As a collage/assemblage artist, Rich Fedorchak tends to work in an intuitive fashion starting with a single image or background that has sparked his imagination. As further elements are gradually added, they often find their place in the final composition over time through trial and error. Thus, he often doesn’t know when he starts a new work where it will end up. The final image and its “meaning,” if there is one, gradually unfolds in the process. He states, “In thinking about my aesthetic recently, I realized that I tend to create gently surreal, mystical utopian worlds that present an alternative to the sometimes harsh realities of life in the 21st century. I think that my work may act as an antidote to the daily news of human and animal suffering, violence, racism, and global environmental disaster. Perhaps by creating worlds of wonder, I can achieve some sort of self-healing. “

Peter Thomashow’s work is a trip into memory. It attempts to capture moments and preserve, immerse, re-visit, and experience. Remembering is an exploration, a dream, a continual revision, it is not static – it always changes and re-invents. It is paradoxical that preserving moments results in change, and as we strive to hold and cherish, we create something new; the present becomes the past as soon as it occurs. He is drawn to deep memories of childhood, these allow him to re-visit adventures to the Far Rockaway boardwalk, Coney Island, and the New York World’s Fair, as well as visits to his grandfather’s candy store in Brooklyn, family cross-country trips, and spending hours in old and rare bookshops – these are important events that cause him feel like he’s been involved in a lifelong treasure hunt. Many of the objects he’s collected over time have found their way into the artwork that you will see in this exhibit. As with memories, dreams are as important to him, he feels that dreams are memories experienced in the subconscious. In his work, Thomashow is interested in creating a sense of the dream state through the genre of surrealism. His process begins with the objects, some found, and some collected. They are arranged by how they speak to each other, sometimes in harmony and other times as tension. A dialog and synergy amongst these seemingly disparate objects offer clues to obliquely connected memories and dreams that Thomashow finds comforting.

Biographies:

Rich Fedorchak is a self-taught artist with little formal art training. His involvement in the visual arts began in the mid-1970s when he started making experimental films under the influence of American avant-garde filmmakers like Stan Brakhage, Bruce Conner, and Kenneth Anger. A chance encounter in 1974 with the work of the American artist Joseph Cornell exposed him to the magical and transformative power of collage and the found object. Other artists who have influenced his aesthetics include Romare Bearden, Rene Magritte, Ralph Eugene Meatyard, Frida Kahlo, Edward Kienholz, Betye Saar, Jess, and Max Ernst. Rich Fedorchak is a longtime AVA volunteer he lives in Thedford, VT.
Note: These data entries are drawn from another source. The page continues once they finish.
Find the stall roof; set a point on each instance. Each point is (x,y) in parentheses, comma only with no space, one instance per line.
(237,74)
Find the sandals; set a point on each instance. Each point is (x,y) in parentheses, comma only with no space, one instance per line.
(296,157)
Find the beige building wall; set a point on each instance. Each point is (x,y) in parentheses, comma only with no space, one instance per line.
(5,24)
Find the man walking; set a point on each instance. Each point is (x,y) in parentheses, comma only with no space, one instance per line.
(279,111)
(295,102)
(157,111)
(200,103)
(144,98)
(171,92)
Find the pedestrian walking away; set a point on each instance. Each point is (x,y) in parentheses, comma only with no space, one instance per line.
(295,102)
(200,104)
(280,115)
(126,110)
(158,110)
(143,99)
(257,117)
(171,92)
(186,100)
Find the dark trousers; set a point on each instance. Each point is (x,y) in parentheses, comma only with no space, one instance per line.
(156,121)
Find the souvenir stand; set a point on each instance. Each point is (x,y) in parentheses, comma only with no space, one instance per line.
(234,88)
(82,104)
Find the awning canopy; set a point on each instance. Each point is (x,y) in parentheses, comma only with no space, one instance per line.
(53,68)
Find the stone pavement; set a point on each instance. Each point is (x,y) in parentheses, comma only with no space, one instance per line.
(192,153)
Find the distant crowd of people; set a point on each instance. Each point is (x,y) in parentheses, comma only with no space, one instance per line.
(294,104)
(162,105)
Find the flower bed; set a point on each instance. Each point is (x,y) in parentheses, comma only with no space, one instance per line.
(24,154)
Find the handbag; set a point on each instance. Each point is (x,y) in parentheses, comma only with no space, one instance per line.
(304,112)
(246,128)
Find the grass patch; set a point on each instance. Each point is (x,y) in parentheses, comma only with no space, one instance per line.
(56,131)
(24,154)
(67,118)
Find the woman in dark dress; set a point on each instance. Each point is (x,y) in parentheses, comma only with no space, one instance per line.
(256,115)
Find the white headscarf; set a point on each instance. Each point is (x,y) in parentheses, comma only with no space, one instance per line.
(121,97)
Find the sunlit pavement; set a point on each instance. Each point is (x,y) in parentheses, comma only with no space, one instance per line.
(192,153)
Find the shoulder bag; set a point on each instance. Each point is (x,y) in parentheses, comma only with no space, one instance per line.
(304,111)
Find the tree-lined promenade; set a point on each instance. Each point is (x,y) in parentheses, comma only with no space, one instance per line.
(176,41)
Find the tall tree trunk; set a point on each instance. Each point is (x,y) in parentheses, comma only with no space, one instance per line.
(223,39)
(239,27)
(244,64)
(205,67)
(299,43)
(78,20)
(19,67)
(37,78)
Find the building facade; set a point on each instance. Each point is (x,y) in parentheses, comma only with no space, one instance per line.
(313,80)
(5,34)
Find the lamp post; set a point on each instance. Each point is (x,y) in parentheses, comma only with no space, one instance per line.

Peter Thomashow’s collages and assemblages are in several private and public collections in the United States, Europe, and Asia including the permanent collection at the Middlebury College Museum of Art. He has contributed essays, “The Old Curiosity Shop” to Cabinet Magazine and “At the Open Gate” to The Saranac Review. He was also the subject of the article “The Doctor Who Paints Radios” in The New York Times and was featured in Metropolis and Industrial Design magazines as well. He exhibited and sold Technobadges at the Museum of Modern Art, Whitney, and Guggenheim Museum bookstores.  He performed and exhibited (Main Street Museum) utilizing a kinetic assemblage, electric guitar, and analog electronica; and was featured in Seven Days Magazine: “Collecting the Collectors,” “Toy Story,” “Vermont Artist Peter Thomashow Goes Outside;” and Artscope and Hyperallergic. Peter Thomashow is a retired physician, musician, and artist who lives in Vermont.